Author: Yogi Schulz

The Internet is open for business around the clock. Unfortunately, some of our applications and computing infrastructures are not. The guiding principle in designing for high availability is the avoidance of single points of failure.

Servers

Servers undermine high availability when they crash due to overloading or requiring too many outages for hardware or software upgrades.

High availability is achieved on production servers by operating distinct machines for web serving, application serving and database serving. This separation avoids overloading servers and causes fewer outages when server change-outs or upgrades are required. Ensuring that outages, related to server maintenance activity, are short requires having one or more unallocated servers available for immediate use.

Database

Database software problems do occur despite what advertisements may want us to believe.

Ensuring high availability in the presence of imperfect database software requires the use of a hot standby database or technology like Oracle RAC.

Disk

It’s difficult to achieve high availability with standard disk because the manual management headaches become overwhelming with larger databases or file systems.

High performance disk sub-systems, as offered by Compaq/HP, EMC, Hitachi and IBM, contributes to high availability by allowing a rapid failover to a hot standby database in the event of failure of the primary database. This type of disk also eliminates outages for backups through features like Concurrent Copy and Flash Copy.

Application Testing

More robust applications result in fewer crashes that cause outages. High availability requires the operation of a test environment that duplicates the production environment as much as possible in terms of components and architecture but not in size.

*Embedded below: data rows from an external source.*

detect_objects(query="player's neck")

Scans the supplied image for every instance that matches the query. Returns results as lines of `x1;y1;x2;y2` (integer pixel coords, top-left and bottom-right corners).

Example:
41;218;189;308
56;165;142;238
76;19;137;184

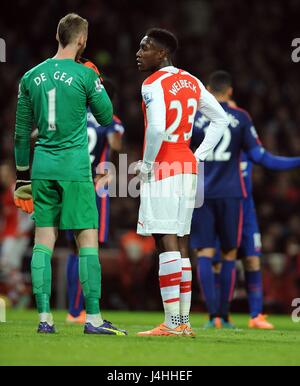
53;46;77;60
157;59;173;71
215;94;230;103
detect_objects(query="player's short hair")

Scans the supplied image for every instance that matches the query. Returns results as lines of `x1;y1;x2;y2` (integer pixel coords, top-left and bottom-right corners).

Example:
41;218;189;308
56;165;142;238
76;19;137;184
208;71;232;93
102;78;116;100
146;28;178;55
57;13;88;47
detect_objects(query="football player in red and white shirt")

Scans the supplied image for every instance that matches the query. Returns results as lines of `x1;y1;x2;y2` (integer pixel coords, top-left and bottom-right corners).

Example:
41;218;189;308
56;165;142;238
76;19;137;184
137;28;228;336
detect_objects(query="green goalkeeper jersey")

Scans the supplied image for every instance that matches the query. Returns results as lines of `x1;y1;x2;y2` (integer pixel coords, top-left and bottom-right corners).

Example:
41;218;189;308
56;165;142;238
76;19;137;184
15;59;113;181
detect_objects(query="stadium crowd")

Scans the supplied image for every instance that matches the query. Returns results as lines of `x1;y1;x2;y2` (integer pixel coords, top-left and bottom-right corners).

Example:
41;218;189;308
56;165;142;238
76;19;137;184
0;0;300;312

To be really useful, the test environment must be used to test the application. To those who think that’s obvious, I’m disappointed to report that too much code hits production status well before its time.

Application Performance

Applications, that have been not been performance tuned, will stress the computing infrastructure and cause server crashes. We’ll skip over the poor performance that untuned applications impose on the end-user.

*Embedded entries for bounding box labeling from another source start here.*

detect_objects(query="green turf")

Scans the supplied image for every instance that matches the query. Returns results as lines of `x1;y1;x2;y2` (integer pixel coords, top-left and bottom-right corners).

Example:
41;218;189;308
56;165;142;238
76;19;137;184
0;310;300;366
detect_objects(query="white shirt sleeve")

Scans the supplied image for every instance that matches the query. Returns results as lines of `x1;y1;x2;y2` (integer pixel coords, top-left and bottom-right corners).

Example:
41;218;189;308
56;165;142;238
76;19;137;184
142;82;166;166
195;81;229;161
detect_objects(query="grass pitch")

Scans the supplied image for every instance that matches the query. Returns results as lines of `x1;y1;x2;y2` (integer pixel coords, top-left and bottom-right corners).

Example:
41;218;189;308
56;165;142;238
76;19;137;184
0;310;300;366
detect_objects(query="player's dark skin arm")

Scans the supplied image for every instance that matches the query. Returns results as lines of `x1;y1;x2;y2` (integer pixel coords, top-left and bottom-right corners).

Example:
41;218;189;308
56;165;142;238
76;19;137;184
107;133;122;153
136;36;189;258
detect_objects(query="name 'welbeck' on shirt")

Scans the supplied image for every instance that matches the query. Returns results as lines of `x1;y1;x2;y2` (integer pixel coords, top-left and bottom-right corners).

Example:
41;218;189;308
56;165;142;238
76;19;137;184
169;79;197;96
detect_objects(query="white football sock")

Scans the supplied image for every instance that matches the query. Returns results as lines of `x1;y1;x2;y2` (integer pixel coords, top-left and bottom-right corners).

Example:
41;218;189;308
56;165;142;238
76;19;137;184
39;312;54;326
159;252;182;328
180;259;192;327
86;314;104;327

Use application profiling tools and SQL*Trace to identify application tuning opportunities and act on them to achieve high availability.

Application Architecture

A common application architectural error is to closely tie the application to the database so that the application must run on the database server. This close tie means that either an application problem or a server problem will cause an outage.

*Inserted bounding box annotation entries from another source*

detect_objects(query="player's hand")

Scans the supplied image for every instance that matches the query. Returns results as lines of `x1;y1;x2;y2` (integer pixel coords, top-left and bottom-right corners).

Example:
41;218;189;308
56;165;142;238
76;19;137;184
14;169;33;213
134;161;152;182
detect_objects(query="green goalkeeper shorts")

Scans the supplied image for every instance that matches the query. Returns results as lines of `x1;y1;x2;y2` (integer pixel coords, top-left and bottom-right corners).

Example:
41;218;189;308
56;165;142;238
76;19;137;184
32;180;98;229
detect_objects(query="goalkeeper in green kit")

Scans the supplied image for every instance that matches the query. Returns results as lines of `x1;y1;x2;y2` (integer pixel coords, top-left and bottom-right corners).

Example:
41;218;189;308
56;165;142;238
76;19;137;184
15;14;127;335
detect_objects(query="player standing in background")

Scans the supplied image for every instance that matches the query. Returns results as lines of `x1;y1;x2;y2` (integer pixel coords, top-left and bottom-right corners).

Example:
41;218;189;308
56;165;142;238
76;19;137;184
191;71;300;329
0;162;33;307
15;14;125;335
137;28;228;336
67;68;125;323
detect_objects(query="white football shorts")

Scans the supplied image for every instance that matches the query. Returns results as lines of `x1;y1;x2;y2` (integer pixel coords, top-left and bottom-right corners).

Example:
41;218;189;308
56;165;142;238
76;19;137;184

High availability is achieved by separating the application from the database. Then the application can be run on an increasing number of application servers concurrently as the end-user community grows.

Local Area Network

The local area network contributes to high availability if it features redundant paths to isolate failures, subnets to avoid traffic congestion and load-leveling routers that distribute traffic among the application servers or web servers.

Wide Area Network

The wide area network contributes to high availability if it features redundant paths to the Internet backbone through separate ISPs.

Verify the performance of your network using a performance monitoring and reporting tools.

Operations

Too many organizations recognize an outage when an end-user calls to complain. Such incidents do not enhance reputation. Ad hoc development of ping script to monitor the computing environment is insufficient to achieve robust operation.

High availability requires continuous monitoring of the computing environment components and the application. This is achieved by activating SNMP and implementing software such as CA Unicenter, HP OpenView or Tivoli NetView.

Conclusions

The tools and techniques needed to achieve high availability are well known. You’ll help your organization by pursuing the ideas that you have not addressed.